Allah (C. C), değerlerin atalardan öğrenilmesini önermez. Ataların örf ve adetleriyle inanç oluşturmak bir kolaycılıktır; ancak atalar doğru kaynak değildir. Bakara suresi 170. Ayette “Onlara (müşriklere) Allah’ın indirdiğine uyun, denildiği zaman onlar, «Hayır! Biz atalarımızı üzerinde bulduğumuz yola uyarız» dediler. Ya ataları bir şey anlamamış, doğruyu da bulamamış idiyseler?”

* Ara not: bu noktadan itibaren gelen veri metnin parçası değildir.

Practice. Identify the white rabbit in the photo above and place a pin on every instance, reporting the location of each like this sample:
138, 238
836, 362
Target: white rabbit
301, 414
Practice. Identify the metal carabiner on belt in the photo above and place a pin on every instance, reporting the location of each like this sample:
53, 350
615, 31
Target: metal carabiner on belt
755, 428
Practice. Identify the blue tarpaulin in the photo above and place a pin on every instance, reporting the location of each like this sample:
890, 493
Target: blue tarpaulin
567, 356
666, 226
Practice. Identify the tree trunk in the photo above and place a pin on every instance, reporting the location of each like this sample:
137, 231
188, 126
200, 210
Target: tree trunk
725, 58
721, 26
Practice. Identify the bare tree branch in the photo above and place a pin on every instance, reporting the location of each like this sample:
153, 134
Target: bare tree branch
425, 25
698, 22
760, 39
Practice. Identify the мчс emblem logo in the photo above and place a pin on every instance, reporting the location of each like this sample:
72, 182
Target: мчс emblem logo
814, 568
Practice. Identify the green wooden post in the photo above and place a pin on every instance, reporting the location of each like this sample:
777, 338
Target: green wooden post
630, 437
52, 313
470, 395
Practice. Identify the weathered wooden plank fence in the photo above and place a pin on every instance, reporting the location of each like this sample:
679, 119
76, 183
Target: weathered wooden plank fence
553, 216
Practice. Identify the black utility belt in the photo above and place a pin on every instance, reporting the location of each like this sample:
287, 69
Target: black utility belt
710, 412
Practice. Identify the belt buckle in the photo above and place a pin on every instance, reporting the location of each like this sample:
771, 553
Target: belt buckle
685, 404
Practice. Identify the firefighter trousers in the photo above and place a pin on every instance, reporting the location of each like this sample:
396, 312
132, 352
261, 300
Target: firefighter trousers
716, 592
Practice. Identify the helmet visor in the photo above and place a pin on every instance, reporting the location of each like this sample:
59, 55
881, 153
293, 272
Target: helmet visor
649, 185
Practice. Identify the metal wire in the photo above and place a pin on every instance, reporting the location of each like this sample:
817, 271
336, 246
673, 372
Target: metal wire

Dünyada huzur kalmadı. Dünya, yaşanacak yer olmaktan çıktı. Hiçbir mantığı olmayan inançların, değerlerin kılavuzluğunda insanlar, milletler arasında ilişkiler kuruluyor, kavgalar oluyor, savaşlar çıkıyor. Seven, sevilmeyen; ölen, öldüren; zalim, mazlum kendisini haklı görüyor. Herkes, bir tarafa savrulmuş, hiç kimse bulunduğu yerin izahını yapamıyor. Dünya insanlığı, rotasını kaybetmiş gemi misali. Kâğıt üzerinde varlığını bildiğimiz uluslararası kuruluşlar ya güçlülerin dümen suyuna girmiş ya da çaresizliğin bayrağını çekmiş durumda. Orman kanunlarını uyguladığını bildiğimiz aslanın bile Gazze’deki Siyonist vahşete denk bir hikayesini okumadım hiçbir kitapta.
İnsanımız ve insanlık, adalete muhtaç. İnsanlık, ekmek kadar, su kadar, hava kadar doğru bilgiye muhtaç. İnsanlık, muhtaç olduğu aklı devre dışı bırakarak sonunu hazırlıyor. İnsanlık, akılsızlık bombasını üzerinde patlatarak intihar ediyor. Bakalım, bu akılsızlık bizi hangi uçuruma atacak veya akıl, hangi uçurumun kenarında bizi yakalayacak?